Todavía siento un dolor acá en el costado, a la derecha, la doctora que me mira dice que me quede tranquilo, pero me duele. Mamá está seria, ella fue siempre muy alegre, hay que verla bailar, es un trompo mi vieja. No hay dentadura más perfecta en el mundo, dientes blancos y derechitos. A la gente, de verla reír, se le pasan las penas, así me dice siempre la Tía Marta. Ahora esta seria, me duele acá a la derecha. Mamá no se mueve del rincón. La habitación es blanca, muy blanca y hay mucha luz, hace días que no veo el Sol a las ocho y cuarto. No sé porqué me pican los ojos, será por eso, mucha luz. Igual Mamá está oscura, le pega la luz de frente allá en el rincón, pero está oscura. Los brazos cruzados y la vista en el piso, no me mira, como si yo no estuviera, me sigue doliendo acá a la derecha, la doctora me dice que me estoy portando bien, que soy un buen chico, ya tengo 8 añitos, soy grande, y siempre me porto bien, solo me pierdo un poco desde las ocho a las nueve porque sale el sol, y los girasoles bailan y quieren abrazarlo y después entrar a clases. A la seño le había dicho que me picaban los ojos después del ruido. El ruido llega como a las diez, el motor de la avioneta se mete en el aula a tal punto que a la seño ni la escucho, yo me siento al fondo, a la izquierda, ahí está la ventana más grande que da al campo. Ya desde lejos se escucha el motor cuando viene, me parece ver a los maizales que se agachan por miedo que la hélice los decapite, llega rasante, el motor cada segundo se hace más fuerte, yo lo miro desde la ventana, todo el grado hace lo mismo, si total a la seño ni se la puede escuchar. Y ahí está, pegado a la tierra, pintado de negro, y detrás una nube blanca cubriéndolo todo. La seño siempre grita ¡ahí viene, ahí viene!, esa es la señal para cerrar las ventanas, y corre Cecilia, que es la más alta, a pegarle el tirón a la ventana de adelante y yo que estoy cerca de la otra, me subo al banco y tiro fuerte para abajo. Cerrado.

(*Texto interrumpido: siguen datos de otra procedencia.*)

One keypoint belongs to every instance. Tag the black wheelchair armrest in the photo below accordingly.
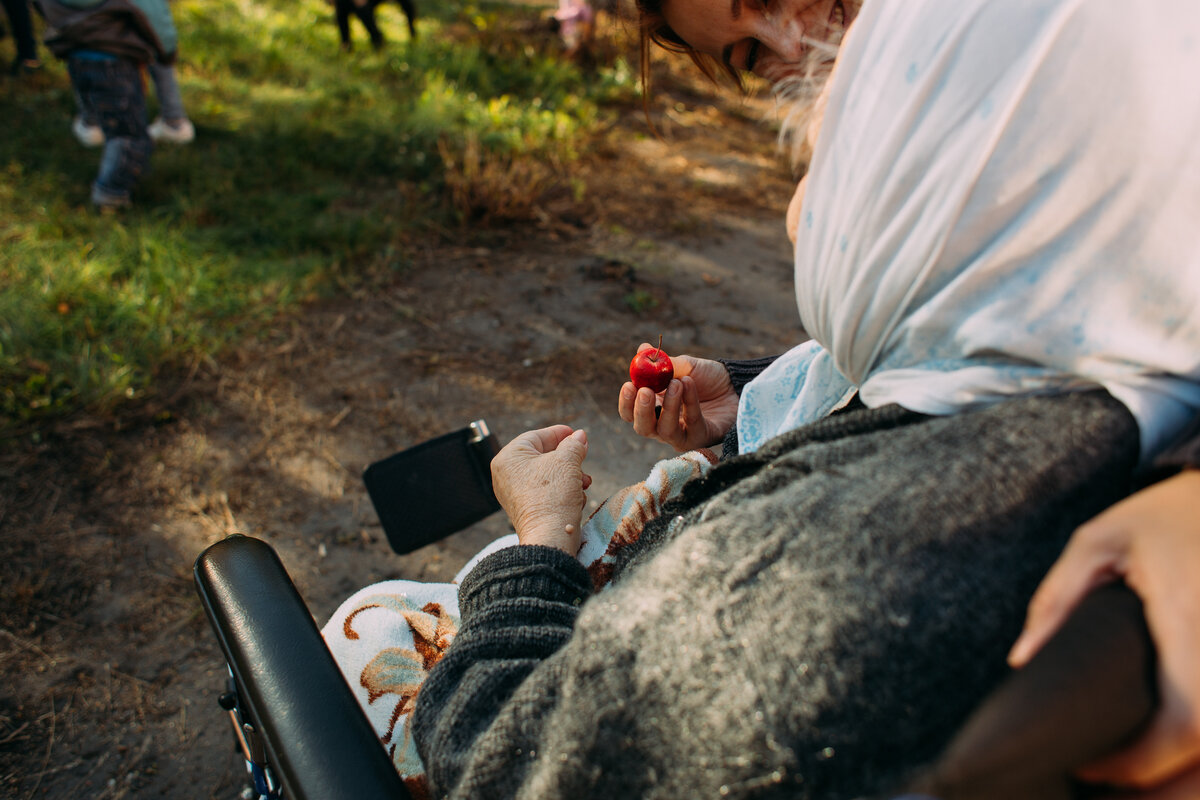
(317, 738)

Hay que ver como queda el vidrio, todo mojado, pegajoso, chorreado de blanco. Al señor del campo ya le habían dicho que no fumigue, que no está bien, que cae sobre el cole todo eso que tira. Seño me pican los ojos, seño.
La doctora me escucha el corazón, me dice que está fuerte como el de una caballo, y yo me acuerdo del Tobi, que es el caballo del Sergio, cada vez que me deja lo monto un rato, hay que ver como montando en cuero se le escucha el corazón al Tobi, fuerte, como otro caballo galopando por dentro. Y así debe estar el mío, eso es bueno pienso, me voy a sanar. Pero mamá está oscura, sigue en la esquina. Justo la veo entrar a Tía Marta, seguro está esperando que mi vieja sonría y le de alegría a todo el hospital, pero no, mamá llora y abraza a Tía Marta. Algo anda mal, no sé, pero algo no esta bien aunque mi corazón galope como un caballo, como el Tobi. Me duele acá a la derecha y me pican los ojos doctora. Todo va a estar bien Manuel, tenés un corazón de hierro.
A lo lejos escucho el ruido del motor. Serán las diez seguramente, les chiques estarán en el Cole, hoy no fui, hace unos días que no estoy yendo, no sé, ojalá vuelva, ojalá la semana que viene no me duela más acá a la derecha, cerca del ombligo. Tengo unas ganas de ver el amanecer a las ocho y cuarto.